Amanda sabía que escaparse no era la
solución, pero en su alma adolescente el mundo se le había vuelto enorme y
hacerle cara a la situación, una decisión para lo que no tenía valor. Había
pecado, y lo sabía.
Su madre la había cuidado con esmero
preocupada por su futuro, poniendo todo su esfuerzo en hacer de ella, “una gran
mujer, admirable y admirada”, como constantemente le repetía.
A pesar de la vigilancia que le
procuraba, Amanda había caído en uno de los pecados capitales, -el más perceptible,
decía su madre-, tentada por un compañero de escuela, que poco a poco, con
pequeñas dosis dulces, se había ido acercando a ella, volviéndose su mejor
amigo.
Braulio, era un muchacho con una gran
inteligencia y de un físico espectacular y bien desarrollado, comparado con los
jóvenes de su edad; sin embargo, su gran timidez lo mantenía alejado de los
reflectores de los reyes adolescentes.
Habían sido compañeros desde el 5º año,
y aunque se trataban con cordialidad, siempre se mantuvieron a distancia. Hasta
ahora, que motivado por la celebración de su cumpleaños número catorce, Braulio,
se había animado a invitarla al pastel que su madre había organizado en su
casa. Ese día, quedó marcado, como el primero de muchos en dónde compartirían, inquietudes,
alegrías, secretos y apetecibles pecados, −como Amanda los llamaba−.

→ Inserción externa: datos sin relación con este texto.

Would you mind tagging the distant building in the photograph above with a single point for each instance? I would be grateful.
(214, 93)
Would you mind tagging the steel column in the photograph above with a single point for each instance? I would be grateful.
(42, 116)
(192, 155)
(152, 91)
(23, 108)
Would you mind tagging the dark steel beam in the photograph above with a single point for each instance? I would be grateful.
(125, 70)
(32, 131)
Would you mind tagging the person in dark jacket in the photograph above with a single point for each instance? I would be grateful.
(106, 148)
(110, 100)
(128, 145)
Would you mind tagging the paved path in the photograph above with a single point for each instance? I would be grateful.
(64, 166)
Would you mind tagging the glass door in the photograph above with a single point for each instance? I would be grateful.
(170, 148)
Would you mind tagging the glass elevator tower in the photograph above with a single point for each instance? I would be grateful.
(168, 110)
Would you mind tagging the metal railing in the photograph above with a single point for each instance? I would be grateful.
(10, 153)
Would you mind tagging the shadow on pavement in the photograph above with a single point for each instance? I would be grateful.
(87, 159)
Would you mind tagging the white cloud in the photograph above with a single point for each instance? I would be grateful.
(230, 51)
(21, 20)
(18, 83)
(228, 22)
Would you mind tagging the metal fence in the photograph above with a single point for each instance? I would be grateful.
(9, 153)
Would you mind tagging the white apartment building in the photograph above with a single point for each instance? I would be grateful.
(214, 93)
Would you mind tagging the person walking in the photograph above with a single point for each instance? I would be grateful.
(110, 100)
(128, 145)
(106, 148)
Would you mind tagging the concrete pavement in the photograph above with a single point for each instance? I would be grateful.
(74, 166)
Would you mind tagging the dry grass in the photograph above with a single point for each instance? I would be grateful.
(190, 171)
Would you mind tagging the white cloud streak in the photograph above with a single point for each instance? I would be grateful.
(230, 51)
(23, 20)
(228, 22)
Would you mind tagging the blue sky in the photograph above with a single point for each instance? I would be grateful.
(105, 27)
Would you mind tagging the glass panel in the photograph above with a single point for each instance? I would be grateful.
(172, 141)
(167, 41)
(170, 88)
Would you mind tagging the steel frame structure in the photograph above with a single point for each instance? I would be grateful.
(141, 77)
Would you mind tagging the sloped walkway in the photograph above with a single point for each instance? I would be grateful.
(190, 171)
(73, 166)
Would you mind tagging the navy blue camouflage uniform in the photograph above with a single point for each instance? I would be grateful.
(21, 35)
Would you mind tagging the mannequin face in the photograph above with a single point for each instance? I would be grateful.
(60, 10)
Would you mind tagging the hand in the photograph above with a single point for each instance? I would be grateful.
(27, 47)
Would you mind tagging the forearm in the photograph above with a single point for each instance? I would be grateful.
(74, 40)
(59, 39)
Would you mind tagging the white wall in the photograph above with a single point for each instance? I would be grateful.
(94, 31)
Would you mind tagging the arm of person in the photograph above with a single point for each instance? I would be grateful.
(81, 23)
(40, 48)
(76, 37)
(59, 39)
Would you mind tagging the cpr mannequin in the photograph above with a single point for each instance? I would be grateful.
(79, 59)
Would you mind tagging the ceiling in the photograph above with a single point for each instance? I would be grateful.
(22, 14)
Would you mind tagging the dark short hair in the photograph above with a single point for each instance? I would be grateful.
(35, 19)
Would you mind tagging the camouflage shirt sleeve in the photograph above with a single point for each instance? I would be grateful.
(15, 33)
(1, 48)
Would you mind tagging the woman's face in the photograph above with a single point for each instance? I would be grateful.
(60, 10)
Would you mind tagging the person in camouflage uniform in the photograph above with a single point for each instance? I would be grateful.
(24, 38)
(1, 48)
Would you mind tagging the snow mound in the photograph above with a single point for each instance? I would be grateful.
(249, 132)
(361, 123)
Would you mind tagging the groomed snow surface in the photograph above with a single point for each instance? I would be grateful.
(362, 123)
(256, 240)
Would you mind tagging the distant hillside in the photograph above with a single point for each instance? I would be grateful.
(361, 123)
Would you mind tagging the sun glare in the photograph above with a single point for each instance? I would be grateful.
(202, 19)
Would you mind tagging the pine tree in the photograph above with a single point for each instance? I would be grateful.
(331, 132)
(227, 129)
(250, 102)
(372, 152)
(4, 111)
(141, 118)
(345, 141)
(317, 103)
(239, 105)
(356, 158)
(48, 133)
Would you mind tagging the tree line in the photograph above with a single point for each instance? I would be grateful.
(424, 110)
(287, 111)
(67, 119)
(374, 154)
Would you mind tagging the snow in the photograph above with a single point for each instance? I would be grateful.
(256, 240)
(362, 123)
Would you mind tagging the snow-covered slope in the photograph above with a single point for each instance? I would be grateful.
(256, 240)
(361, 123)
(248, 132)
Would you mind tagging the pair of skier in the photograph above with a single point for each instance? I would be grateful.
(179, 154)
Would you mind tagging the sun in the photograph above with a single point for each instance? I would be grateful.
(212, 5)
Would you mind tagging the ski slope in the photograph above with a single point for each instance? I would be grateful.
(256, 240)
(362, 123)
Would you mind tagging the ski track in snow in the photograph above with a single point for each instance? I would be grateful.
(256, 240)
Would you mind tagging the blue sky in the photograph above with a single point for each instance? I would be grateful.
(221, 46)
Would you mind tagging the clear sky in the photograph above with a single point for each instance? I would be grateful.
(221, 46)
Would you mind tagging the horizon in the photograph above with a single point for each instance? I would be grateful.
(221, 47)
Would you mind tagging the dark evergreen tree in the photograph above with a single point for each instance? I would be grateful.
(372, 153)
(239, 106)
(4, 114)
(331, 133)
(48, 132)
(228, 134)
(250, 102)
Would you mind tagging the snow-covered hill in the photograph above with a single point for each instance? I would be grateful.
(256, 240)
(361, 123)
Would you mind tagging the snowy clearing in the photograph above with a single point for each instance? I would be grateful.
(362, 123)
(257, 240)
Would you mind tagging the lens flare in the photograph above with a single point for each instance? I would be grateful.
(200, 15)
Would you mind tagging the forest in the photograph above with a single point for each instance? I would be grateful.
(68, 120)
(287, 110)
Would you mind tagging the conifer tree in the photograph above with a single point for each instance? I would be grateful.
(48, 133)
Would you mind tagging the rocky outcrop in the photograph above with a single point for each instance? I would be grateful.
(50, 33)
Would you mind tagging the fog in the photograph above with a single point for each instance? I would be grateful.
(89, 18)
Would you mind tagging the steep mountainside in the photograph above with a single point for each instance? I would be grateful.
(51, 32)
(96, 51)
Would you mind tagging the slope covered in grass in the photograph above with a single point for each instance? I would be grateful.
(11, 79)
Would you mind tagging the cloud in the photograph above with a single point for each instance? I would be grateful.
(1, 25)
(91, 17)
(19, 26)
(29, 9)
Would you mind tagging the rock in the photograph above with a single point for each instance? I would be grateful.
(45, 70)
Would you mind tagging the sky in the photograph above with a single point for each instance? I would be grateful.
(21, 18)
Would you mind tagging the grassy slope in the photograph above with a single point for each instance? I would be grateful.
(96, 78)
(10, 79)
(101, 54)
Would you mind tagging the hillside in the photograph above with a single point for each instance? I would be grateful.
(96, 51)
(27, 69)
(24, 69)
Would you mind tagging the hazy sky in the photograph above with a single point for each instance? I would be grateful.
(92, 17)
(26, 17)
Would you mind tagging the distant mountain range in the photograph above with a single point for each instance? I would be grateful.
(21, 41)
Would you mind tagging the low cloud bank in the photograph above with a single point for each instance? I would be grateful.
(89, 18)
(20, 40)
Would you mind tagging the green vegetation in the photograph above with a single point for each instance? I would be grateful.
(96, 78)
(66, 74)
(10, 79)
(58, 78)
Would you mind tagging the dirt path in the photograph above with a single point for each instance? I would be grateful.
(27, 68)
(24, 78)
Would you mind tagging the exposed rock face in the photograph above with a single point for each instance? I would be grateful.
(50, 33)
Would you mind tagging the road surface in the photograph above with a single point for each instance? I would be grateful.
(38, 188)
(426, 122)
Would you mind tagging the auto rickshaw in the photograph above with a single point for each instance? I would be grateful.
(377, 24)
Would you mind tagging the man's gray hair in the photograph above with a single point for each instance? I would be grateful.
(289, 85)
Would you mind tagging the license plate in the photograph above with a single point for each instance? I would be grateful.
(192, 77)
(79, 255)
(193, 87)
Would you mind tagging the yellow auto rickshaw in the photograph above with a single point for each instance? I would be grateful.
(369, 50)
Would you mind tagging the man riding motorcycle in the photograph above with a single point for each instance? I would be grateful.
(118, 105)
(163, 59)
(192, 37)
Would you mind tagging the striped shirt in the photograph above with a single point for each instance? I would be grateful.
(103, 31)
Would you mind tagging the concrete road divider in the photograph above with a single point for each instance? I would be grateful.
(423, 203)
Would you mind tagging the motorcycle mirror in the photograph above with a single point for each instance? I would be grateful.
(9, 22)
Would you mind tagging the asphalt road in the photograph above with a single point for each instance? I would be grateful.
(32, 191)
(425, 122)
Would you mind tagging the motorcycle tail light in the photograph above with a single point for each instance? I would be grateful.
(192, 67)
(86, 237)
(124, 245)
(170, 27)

−Te ves bien bonita− le había dicho esa
primera vez Braulio, que le parecía un bombón, cuando la vio llegar a su casa
con el presente entre las manos por su cumpleaños. Nunca nadie le había dicho
algo así antes, ni de esa manera tan elocuente y sincera. Amanda se ruborizó
como una fresa, el corazón se le derritió como chocolate fundido, sintiendo su
cara y su cuello calientes como pastel recién horneado, sin poder dejar de
sonreír de oreja a oreja, con un poco de
vergüenza, pero sintiéndose hermosa.
Así fue como Braulio, la había ido alimentando
casi de manera imperceptible. Con porciones diarias de confianza, llenándola de
dulces halagos, admirándola y reconociéndole, cada una de sus cualidades, que
Amanda a su vez, iba descubriendo a través de los ojos de su nuevo y único
amigo.
Pasaban juntos largas horas, dentro y
fuera del colegio. Se convirtieron en compañeros de estudios y cómplices de
vida. Ambos podían ser auténticos, sin máscaras y sin preocupaciones por cuidar
o aparentar, lo que los hacía sentirse muy cómodos en compañía.
−El diablo está al acecho en cualquier
esquina y se presenta en dulces incitaciones− le repetía su madre, advirtiéndole
con eso, que era ella, la que debía mantener su voluntad fuerte ante cualquier
tentación. Le recordó, que no podía estar vigilándola veinticuatro horas, pero
que confiaba, que con todo lo que le había enseñado, sabría tomar siempre las
mejores decisiones y no defraudar su confianza.
Y era justo eso, lo que a la adolescente
más le dolía. Amaba a su madre y había traicionado la confianza depositada en
sus manos, cuando todas las tardes le permitía salir con Braulio. Se
reprochaba, haberse dejado engolosinar con las palabras de su amigo, que le
repetían una y otra vez, lo hermosa que era. Palabras que habían servido de
anestesia, haciendo que Amanda se olvidara de todo, de su madre, de su esfuerzo
y de las ilusiones que depositó en ella. De su cuerpo mismo.
Con lágrimas en los ojos y la cabeza
llena de turbaciones, sin una idea de a dónde ir o dónde esconderse, sacó una
moneda de cinco pesos, la depositó en la ranura y dejando su pesada mochila en
el piso, se paró muy derechita frente a la máquina con los ojos cerrados.
Un sonido del aparato la hizo abrir los
ojos, que explotaron en un llanto contenido y angustioso, al ver la pantalla. No
había duda, había engordado cinco kilos.
Sin pensar, corrió a comprar una gran
rebanada de pastel, coronando así, su gran pecado capital.